Sawyer drew his arm around my shoulders and turned us back to his apartment building. The regular cops had cordoned off the scene and shut down the road in both directions while they worked to remove the gremlin, and the yellow tape was like a beacon for onlookers. Every man and his dog were standing as close to the line as they could get, their phones out either taking photos or recording what had happened.
We ducked under the tape and pushed through the crowd. All I wanted to do was go to bed. The last couple of days had finally topped off my I-can’t-handle-any-more-shit bucket.
Back in the apartment, Sawyer announced that he’d make me some tea while I took a shower. Unwilling to argue that I didn’t actually like tea, I shuffled off into the bathroom, depositing Reaver on top of the bureau as I passed through the bedroom. Undressing quickly, I moaned as soon as I set foot under the spray. It was so good, and I needed the hot water to wash everything away. I had just turned around to rinse out the shampoo I’d been rubbing into my hair when I yelped. Sawyer was leaning against the counter, his eyes unreadable.
I covered myself with my arms and hands, then demanded, “What the hell, Sawyer? I think this goes beyond what partners do together.”
“I’ve seen you naked before,” he said matter-of-factly.

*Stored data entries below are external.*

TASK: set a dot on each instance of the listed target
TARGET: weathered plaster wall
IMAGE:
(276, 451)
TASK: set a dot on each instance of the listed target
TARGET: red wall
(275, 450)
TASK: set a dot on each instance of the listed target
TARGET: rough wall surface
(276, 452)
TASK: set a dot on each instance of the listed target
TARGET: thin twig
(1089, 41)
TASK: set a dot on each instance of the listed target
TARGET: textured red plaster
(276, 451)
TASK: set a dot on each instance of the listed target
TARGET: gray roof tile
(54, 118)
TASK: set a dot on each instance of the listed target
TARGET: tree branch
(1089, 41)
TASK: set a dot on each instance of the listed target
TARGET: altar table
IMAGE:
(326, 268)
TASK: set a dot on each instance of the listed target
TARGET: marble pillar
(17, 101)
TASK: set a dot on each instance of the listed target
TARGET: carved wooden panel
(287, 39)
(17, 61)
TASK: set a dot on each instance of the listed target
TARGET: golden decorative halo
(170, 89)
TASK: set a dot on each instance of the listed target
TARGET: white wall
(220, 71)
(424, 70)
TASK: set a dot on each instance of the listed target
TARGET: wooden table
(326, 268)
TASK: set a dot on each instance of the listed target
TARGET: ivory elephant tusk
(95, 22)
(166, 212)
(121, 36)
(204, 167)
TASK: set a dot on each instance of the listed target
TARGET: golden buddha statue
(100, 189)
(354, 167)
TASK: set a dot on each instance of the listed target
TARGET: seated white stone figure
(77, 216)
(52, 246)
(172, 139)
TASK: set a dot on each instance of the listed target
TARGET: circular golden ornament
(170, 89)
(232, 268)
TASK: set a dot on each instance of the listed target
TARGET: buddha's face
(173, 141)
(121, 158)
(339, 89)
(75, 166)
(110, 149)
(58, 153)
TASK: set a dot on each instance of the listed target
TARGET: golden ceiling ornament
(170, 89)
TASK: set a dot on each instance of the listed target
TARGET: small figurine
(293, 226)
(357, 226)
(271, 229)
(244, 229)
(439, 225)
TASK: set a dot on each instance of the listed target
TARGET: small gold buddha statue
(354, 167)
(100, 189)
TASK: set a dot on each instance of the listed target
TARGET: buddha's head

I tried not to roll my eyes. Yes, he had seen me naked before––after my numerous trips to the hospital, but most recently last night after passing out from exhaustion. “That was different. I was almost completely incapacitated in every other instance then.”
He didn’t say anything to that, nor did he move. He just watched me with an intense expression. I felt like he was sliding back into asshole-Sawyer mode like when I’d first met him. I didn’t want him to go back to that. I needed him to be the guy who laughed at my jokes––because, hello, I’m hilarious––but also the guy who backed me the fuck up.
When he didn’t move or say anything for a good minute, I rinsed out the remaining shampoo. If he wanted to stand there, he could knock himself out, but I was going to get what I needed done. Squirting some conditioner into my hand, I ran it through the tips of my hair then set about washing myself.